SVG
An XML-based vector image format that scales to any resolution without quality loss. Ideal for icons, logos, and charts.
SVG (Scalable Vector Graphics) is a W3C standard for describing two-dimensional vector graphics in XML. Unlike raster images composed of pixel grids, SVG defines shapes through mathematical coordinates and path instructions, maintaining crisp edges at any display size or resolution.
Its XML structure is human-readable and editable in any text editor. SVG elements participate in the DOM, enabling CSS styling, JavaScript interaction, and seamless integration with web application frameworks.

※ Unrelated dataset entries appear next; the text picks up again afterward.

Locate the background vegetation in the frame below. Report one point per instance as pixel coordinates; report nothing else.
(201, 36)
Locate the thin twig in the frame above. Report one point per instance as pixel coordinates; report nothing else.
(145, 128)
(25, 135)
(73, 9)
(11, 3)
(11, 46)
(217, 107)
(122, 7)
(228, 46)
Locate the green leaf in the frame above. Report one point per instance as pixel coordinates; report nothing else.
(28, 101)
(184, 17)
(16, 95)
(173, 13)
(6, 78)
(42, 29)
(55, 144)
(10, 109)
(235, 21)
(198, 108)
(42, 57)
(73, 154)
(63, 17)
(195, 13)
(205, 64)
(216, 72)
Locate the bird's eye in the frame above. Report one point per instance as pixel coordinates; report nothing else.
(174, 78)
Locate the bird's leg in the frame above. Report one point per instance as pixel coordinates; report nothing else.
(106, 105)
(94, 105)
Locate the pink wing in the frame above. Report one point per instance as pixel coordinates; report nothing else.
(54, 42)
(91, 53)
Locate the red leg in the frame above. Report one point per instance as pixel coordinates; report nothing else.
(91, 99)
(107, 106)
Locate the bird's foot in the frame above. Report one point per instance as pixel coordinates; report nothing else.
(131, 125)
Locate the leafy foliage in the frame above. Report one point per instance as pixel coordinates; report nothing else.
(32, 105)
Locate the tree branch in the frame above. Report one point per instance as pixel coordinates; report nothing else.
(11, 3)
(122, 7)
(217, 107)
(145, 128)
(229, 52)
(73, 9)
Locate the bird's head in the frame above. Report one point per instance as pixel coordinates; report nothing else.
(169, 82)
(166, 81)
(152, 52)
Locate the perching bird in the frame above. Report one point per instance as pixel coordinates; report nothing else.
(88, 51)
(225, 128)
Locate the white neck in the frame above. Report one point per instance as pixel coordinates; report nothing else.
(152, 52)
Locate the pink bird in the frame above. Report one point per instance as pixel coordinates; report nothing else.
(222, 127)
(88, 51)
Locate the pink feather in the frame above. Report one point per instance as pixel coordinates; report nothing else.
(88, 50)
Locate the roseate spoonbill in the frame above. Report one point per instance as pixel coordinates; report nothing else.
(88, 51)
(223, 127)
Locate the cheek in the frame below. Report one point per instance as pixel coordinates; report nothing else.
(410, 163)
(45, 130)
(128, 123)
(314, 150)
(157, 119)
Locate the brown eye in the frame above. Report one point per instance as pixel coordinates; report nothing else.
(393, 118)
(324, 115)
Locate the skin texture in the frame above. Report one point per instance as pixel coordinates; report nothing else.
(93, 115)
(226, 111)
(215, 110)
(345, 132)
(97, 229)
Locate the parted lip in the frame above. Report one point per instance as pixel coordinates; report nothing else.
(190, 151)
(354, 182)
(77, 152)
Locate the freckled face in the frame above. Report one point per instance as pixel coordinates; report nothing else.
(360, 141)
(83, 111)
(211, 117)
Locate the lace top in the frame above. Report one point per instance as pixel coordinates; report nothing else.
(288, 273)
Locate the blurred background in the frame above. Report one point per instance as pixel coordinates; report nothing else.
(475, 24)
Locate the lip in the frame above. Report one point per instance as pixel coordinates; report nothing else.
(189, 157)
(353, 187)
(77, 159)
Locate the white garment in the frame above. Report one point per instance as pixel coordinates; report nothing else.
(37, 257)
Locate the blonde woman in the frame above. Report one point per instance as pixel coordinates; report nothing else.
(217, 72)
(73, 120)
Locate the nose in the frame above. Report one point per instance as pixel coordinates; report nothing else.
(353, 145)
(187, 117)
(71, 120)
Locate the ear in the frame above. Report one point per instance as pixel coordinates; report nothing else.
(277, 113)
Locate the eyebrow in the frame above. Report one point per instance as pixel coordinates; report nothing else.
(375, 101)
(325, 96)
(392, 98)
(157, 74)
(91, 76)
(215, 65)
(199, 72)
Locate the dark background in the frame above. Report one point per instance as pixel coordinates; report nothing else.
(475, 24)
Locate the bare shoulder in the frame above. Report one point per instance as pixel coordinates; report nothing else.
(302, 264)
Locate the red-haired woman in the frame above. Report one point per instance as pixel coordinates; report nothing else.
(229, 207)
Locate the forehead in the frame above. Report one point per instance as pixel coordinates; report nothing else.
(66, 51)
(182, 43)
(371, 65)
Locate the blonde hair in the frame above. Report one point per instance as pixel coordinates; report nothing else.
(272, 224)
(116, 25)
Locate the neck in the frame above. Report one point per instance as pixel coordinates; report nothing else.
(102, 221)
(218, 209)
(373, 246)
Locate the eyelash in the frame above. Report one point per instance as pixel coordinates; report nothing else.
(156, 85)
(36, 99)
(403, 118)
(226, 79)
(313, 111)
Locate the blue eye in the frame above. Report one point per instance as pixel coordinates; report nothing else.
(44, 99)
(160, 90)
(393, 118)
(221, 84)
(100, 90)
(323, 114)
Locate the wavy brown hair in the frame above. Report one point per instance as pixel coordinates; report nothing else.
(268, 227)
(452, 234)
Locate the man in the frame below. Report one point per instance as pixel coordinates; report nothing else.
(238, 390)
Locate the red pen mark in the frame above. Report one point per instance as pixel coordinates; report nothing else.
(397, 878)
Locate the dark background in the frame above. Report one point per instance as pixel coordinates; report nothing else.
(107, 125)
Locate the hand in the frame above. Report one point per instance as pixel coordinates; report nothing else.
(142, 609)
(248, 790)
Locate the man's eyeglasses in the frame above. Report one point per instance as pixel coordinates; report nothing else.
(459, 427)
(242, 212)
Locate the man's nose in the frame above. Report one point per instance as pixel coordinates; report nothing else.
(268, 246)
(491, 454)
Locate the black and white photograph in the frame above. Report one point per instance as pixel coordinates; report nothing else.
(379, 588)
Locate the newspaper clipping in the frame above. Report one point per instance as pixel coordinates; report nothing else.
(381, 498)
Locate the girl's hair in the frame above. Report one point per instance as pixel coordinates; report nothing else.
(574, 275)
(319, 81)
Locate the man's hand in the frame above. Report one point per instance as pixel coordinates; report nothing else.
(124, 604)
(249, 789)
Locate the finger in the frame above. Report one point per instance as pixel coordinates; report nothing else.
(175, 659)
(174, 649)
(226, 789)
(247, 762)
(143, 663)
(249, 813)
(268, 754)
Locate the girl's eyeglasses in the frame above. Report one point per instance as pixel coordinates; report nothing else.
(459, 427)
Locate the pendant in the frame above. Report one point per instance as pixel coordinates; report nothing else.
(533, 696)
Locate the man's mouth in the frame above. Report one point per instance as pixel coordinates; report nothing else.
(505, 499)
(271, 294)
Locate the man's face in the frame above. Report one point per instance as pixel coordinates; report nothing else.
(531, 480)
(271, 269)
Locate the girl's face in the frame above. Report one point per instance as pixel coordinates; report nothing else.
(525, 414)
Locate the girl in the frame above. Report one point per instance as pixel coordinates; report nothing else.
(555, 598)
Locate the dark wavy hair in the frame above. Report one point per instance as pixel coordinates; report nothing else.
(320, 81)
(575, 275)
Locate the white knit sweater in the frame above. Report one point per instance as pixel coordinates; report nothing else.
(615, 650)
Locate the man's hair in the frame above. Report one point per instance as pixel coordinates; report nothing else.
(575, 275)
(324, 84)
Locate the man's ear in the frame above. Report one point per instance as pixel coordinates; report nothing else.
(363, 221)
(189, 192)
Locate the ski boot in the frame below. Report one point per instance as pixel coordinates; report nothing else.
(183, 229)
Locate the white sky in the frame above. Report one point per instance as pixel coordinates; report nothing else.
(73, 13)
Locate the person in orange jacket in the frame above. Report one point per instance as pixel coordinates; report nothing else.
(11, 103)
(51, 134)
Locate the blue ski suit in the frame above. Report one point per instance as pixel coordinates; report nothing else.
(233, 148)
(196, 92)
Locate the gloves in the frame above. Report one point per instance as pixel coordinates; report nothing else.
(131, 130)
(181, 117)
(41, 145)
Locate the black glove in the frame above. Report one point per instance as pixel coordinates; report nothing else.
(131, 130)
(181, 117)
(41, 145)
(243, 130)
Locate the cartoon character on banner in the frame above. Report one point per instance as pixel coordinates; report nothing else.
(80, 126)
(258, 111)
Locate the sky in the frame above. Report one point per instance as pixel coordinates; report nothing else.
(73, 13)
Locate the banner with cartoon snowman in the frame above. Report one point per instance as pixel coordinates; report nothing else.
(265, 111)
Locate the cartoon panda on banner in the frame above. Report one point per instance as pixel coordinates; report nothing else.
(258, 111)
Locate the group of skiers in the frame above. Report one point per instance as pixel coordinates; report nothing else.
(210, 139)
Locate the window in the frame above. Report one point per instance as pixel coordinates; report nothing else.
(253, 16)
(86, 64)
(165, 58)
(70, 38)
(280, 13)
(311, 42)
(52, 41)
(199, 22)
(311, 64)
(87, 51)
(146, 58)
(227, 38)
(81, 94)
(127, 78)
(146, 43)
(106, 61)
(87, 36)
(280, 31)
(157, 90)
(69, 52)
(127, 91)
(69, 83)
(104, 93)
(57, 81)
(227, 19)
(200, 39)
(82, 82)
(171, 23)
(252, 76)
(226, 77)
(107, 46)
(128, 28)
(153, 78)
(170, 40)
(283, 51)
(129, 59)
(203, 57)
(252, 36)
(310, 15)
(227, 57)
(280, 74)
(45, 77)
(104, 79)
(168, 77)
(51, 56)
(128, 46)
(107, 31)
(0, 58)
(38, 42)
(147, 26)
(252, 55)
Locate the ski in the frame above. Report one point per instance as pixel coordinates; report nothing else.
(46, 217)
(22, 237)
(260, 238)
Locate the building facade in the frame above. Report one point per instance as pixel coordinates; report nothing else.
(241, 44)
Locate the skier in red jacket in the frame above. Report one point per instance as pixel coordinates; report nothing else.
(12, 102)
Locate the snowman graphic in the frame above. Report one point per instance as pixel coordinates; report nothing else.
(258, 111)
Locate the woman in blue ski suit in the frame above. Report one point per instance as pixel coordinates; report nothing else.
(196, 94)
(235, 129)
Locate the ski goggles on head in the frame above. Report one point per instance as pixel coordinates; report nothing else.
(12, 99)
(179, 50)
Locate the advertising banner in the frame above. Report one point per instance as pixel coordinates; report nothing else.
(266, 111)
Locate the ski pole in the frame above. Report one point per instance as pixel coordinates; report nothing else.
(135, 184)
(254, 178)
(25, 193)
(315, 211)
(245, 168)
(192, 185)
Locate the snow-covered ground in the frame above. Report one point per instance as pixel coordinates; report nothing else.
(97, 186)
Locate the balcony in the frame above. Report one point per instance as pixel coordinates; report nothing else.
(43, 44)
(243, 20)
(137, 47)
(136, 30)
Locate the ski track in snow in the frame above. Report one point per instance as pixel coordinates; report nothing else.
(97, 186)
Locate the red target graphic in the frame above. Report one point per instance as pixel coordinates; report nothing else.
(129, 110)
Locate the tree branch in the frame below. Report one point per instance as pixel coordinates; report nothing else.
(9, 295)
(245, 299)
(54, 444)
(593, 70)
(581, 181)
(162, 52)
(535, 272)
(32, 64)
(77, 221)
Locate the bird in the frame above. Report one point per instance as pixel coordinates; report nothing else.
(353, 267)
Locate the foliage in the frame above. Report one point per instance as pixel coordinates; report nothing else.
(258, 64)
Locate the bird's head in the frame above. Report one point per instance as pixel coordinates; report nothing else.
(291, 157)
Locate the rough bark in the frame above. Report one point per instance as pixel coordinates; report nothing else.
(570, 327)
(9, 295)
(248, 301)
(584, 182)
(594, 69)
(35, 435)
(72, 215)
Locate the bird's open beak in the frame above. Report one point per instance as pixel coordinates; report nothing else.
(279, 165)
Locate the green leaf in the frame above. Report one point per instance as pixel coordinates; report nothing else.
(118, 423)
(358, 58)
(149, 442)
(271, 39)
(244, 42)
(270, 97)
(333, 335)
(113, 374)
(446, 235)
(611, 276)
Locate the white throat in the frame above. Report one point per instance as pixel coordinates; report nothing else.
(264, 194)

- Path elements: Shapes are described with coordinate instructions like
<path d="M10 10 L90 90">, supporting lines, curves, and arcs - Filters and gradients: Blur, drop shadow, linear and radial gradients are declared within the XML markup
- Animation: SMIL and CSS animations enable lightweight motion graphics without external libraries
File size scales with path complexity rather than pixel dimensions, making SVG unsuitable for photographic content. It excels at geometric representations: icons, logos, charts, maps, and UI elements. Applying gzip compression (.svgz) reduces transfer size by an additional 60-80%. For web delivery, tools like SVGO can strip unnecessary metadata and optimize path data, often reducing file size by 30-50% without visual change.